Congr for that Jerry!! Well done!!!!!!!!

----------


## vlady

R.I.P. Marcol. Thank you for everything!!!

the works of an artist
https://www.facebook.com/alistairmarcolartist/info

one of the faces behind the great deeds in the forum.
http://www.thecourier.co.uk/news/obi...ed-63-1.139158

----------


## romperstomper

> FYI, Marcol has been given a "forever" Guru status and his title adjusted accordingly.  Regardless of any future changes to Guru rules or enforcements, he will retain his title forever.  (hat-tip)



Nicely done, Jerry.

----------


## xladept

Bravo - way to go!

----------


## Domski

That's very sad. We had some good chats when I was around here more.

May he rest in peace.

Dom

----------


## Shakeel Ahmad

I received an Email for voting for the excel forum's contributors who helped me better than others.
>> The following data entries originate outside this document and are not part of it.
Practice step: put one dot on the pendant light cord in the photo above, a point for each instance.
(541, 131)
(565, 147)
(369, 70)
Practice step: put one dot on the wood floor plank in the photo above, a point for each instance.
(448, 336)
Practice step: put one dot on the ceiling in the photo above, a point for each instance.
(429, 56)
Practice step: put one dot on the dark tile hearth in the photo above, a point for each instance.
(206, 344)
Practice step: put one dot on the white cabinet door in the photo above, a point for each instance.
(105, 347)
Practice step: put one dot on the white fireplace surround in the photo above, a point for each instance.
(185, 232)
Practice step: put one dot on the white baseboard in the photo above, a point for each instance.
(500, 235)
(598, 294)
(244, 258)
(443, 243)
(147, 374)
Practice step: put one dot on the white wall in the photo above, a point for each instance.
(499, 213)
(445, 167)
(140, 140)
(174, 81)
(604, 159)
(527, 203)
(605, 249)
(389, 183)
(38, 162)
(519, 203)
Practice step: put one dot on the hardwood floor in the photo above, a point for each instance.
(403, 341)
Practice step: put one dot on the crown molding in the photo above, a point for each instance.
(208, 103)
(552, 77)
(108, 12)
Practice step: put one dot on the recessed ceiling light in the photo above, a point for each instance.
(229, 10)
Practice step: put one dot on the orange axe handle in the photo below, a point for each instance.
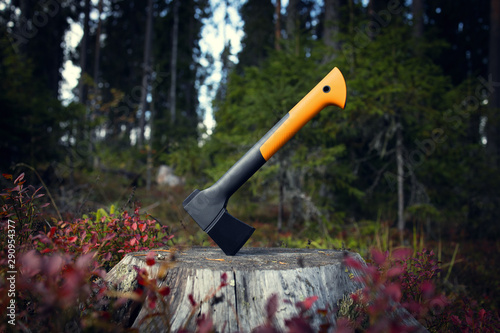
(329, 91)
(208, 207)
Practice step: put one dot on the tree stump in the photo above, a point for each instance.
(253, 276)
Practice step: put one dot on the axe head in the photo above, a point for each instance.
(208, 209)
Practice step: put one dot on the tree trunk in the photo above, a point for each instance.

I am not using excel forums since long, so I searched for my old posts to know that who has helped me to solve excel issues.

There I found the name of "Marcol" and then went to the voting page to vote him but his name was not there....

Then searching the fourm, I came to know that Marcol has passed away. (Rest in Peach Marcol)

I am really sad to know about his death.

----------


## sogold

Marcol still live. :< in my heart

----------